Once your brain receives all that information, it may decide that it wants a muscle to contract. So, to do that, it sends a signal from an upper motor neuron in the motor cortex through a descending pathway, known as the corticospinal tract, in the midbrain and cross to the opposite side at the medulla before continuing down the spinal cord. There, it synapses with lower motor neurons in the anterior horn. The lower motor neuron then sends out an axon that synapse with the muscle it innervates. Similar to that, there’s also the corticobulbar tract. Upper motor neurons from the motor cortex travel through the corticobulbar tract to reach the brainstem and cross over to the opposite side of the pons or medulla, where they synapse directly with the nuclei of lower motor neurons that makes up the cranial nerves. And these control the muscles of the head and neck.

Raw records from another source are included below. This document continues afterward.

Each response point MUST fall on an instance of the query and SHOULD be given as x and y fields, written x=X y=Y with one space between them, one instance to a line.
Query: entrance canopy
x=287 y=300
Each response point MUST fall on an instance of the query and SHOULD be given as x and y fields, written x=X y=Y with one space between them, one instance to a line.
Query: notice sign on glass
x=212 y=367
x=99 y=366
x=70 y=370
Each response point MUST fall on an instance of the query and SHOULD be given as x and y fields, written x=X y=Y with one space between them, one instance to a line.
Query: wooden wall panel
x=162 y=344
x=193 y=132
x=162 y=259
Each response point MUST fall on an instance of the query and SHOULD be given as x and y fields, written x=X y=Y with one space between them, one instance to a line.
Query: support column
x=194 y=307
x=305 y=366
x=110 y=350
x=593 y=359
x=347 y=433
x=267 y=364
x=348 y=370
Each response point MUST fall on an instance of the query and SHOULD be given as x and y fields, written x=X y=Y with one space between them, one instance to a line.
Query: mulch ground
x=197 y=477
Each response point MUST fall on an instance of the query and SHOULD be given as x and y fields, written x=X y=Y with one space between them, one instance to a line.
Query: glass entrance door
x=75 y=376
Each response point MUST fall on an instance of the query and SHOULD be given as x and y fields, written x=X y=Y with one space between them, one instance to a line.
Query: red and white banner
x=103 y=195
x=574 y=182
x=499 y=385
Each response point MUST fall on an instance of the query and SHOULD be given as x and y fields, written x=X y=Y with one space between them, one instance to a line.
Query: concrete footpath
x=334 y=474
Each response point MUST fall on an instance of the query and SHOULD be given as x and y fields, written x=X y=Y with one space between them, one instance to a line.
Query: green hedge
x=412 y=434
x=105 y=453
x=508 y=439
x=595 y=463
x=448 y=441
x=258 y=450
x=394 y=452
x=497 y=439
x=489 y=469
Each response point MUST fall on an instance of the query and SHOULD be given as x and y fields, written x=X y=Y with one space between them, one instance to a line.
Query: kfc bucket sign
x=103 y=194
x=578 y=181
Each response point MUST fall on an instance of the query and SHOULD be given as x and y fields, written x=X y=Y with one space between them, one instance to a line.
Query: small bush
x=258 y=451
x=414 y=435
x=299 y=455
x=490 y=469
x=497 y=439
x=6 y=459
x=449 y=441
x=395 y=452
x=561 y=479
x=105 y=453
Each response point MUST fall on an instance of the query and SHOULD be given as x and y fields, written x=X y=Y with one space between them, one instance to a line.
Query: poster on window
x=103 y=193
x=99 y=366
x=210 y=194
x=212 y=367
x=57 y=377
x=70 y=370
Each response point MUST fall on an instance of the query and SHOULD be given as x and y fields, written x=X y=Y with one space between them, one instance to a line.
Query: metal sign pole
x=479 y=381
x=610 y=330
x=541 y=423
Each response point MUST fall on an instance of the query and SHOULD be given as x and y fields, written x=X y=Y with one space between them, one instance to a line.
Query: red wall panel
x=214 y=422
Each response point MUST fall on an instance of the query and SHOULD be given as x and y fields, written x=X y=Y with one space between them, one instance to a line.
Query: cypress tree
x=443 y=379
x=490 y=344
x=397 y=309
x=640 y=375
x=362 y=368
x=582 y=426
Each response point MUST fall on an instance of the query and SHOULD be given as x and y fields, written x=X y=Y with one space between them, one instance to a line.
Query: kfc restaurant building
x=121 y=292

Now, for your exams, it’s important to know that with both an upper and a lower motor neuron lesion, the muscle won’t be able to contract, which will result in muscle weakness, or decrease in muscle power. But there are a few key facts that will help you differentiate between the two. So with an upper motor neuron lesion, muscle tone or resistance to passive stretch will be increased, also known as spastic paralysis, muscle bulk will be normal, and deep tendon reflexes will be hyperactive. And there’s also a unique feature, known as the Babinski reflex. So, normally when stroking the lateral aspect of the sole of the foot, there’s plantar or downward flexion of all toes. When there’s dorsiflexion of the big toe and fanning of the other toes, that’s called Babinski reflex. In contrast, in a lower motor neuron lesion, muscle tone will be decreased, which is known as flaccid paralysis, there’ll be muscle atrophy and deep tendon reflexes will be hypoactive or absent. And the unique feature will be fasciculations, which are small muscle twitches under the skin.